Just a few weeks before his 90th birthday, Herbert Blomstedt gifted himself a special birthday present: conducting Bach’s Mass in B Minor, in the Leipzig Thomaskirche – the composer’s former workplace. According to Blomstedt, Bach’s last complete vocal work is the climax of his creativity and is one of the most important works in his life: “It is like a reflection of doubt. It is enormously powerful music in the same way that a wedge is enormously powerful.” For Peter Wollny, director of the Bach-Archiv Leipzig, Bach’s magnum opus is “without doubt the most intellectually and musically varied and challenging of Bach’s compositions” and “one of the greatest achievements of Western culture.” The concert closed the Bachfest Leipzig 2017 and was performed by the Gewandhausorchester, the Dresdner Kammerchor, and the soloists Christina Landshamer, Elisabeth Kulman, Wolfram Lattke and Luca Pisaroni.

Das Land des Lächelns

Franz Lehár’s “Das Land des Lächelns” is one of the best-known operettas of all time. For this new production Piotr Beczala, a world star who cultivates the tradition of the famous Tauber style like no other, returned to the Opernhaus Zürich as Sou-Chong. He has an equal partner in Julia Kleiter, who played the role of Lisa. Fabio Luisi and Andreas Homoki also know that the genre of operetta requires particular care – which is why they have assumed personal responsibility for this production. Homoki lets the plot take place in a Paris Variététheater from the 1920s, complete with show staircase and heavy curtains.
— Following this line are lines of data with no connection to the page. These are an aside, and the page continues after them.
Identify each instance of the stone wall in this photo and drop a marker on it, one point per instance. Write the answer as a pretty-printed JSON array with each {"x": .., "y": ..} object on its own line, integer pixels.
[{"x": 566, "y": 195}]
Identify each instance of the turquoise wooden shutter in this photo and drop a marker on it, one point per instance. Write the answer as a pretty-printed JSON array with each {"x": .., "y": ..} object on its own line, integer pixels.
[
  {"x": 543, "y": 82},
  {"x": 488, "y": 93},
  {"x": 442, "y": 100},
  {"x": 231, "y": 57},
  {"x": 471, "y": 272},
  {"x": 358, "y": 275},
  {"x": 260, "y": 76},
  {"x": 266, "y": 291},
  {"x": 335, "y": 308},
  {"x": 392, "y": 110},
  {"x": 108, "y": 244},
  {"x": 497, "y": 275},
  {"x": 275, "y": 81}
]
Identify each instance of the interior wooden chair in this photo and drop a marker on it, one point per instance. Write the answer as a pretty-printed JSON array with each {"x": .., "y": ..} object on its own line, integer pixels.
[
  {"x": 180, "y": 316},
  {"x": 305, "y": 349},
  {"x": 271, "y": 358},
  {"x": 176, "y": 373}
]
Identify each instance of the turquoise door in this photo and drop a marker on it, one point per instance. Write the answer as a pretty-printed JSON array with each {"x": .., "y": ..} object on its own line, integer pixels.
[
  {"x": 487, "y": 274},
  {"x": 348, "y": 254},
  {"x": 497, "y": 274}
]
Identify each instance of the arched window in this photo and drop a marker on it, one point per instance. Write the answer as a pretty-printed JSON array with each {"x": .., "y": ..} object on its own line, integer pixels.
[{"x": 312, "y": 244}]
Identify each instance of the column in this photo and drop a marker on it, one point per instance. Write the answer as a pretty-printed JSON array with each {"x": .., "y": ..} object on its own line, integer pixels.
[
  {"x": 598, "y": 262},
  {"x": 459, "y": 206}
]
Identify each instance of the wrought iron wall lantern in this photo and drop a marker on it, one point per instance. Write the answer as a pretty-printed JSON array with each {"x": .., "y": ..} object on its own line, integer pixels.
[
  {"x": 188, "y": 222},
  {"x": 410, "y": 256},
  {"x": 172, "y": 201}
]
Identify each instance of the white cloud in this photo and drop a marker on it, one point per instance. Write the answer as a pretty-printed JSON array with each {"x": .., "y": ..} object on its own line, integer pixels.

To emphasize the operatic elements, he purged the piece, cutting several secondary roles and shortening dialogues. “Julia Kleiter as Lisa and Piotr Beczala as Sou-Chong – unhappy lovers, but vocally a dream couple!”  SRF

Andris Nelsons conducts Dvorak

When Nelsons steps up to the podium of the Gewandhausorchester in March 2018 as its new musical director, Leipzig will indeed undergo a makeover. Apart from Felix Mendelssohn, his famous predecessor, he is the youngest conductor in the history of the orchestra beingthen only 37 years old. In this program Nelsons focuses on Dvorák – the “Otello” overture is followed by extracts from his opera Rusalka. Nelsons’ spouse, Kristine Opolais, takes over the arias of the title role, which she has already performed at the New York Met and the Bavarian State Opera. The fact that Nelsons also selected Dvorák’s 9th “From The New World” can be seen as a programmatic omen: Nelsons and the Gewandhausorchester now enter new territory, so to speak, on a joint musical journey.

The Three Lives of Clara Schumann

Clara Schumann’s life story has become a legend. Her austere childhood, her extraordinary talent as a pianist, her early love for the composer Robert Schumann, which she imposed on her father, and the upbringing of seven children provide enough material for myths and clichés. But who really was Clara Schumann? The documentary “The Three Lives of Clara Schumann” approaches her personality from different angles – through her letters and diaries, through her compositions, and through musicians who have intensively studied her – as interpreters of her music, as seekers in her biography, as time travellers.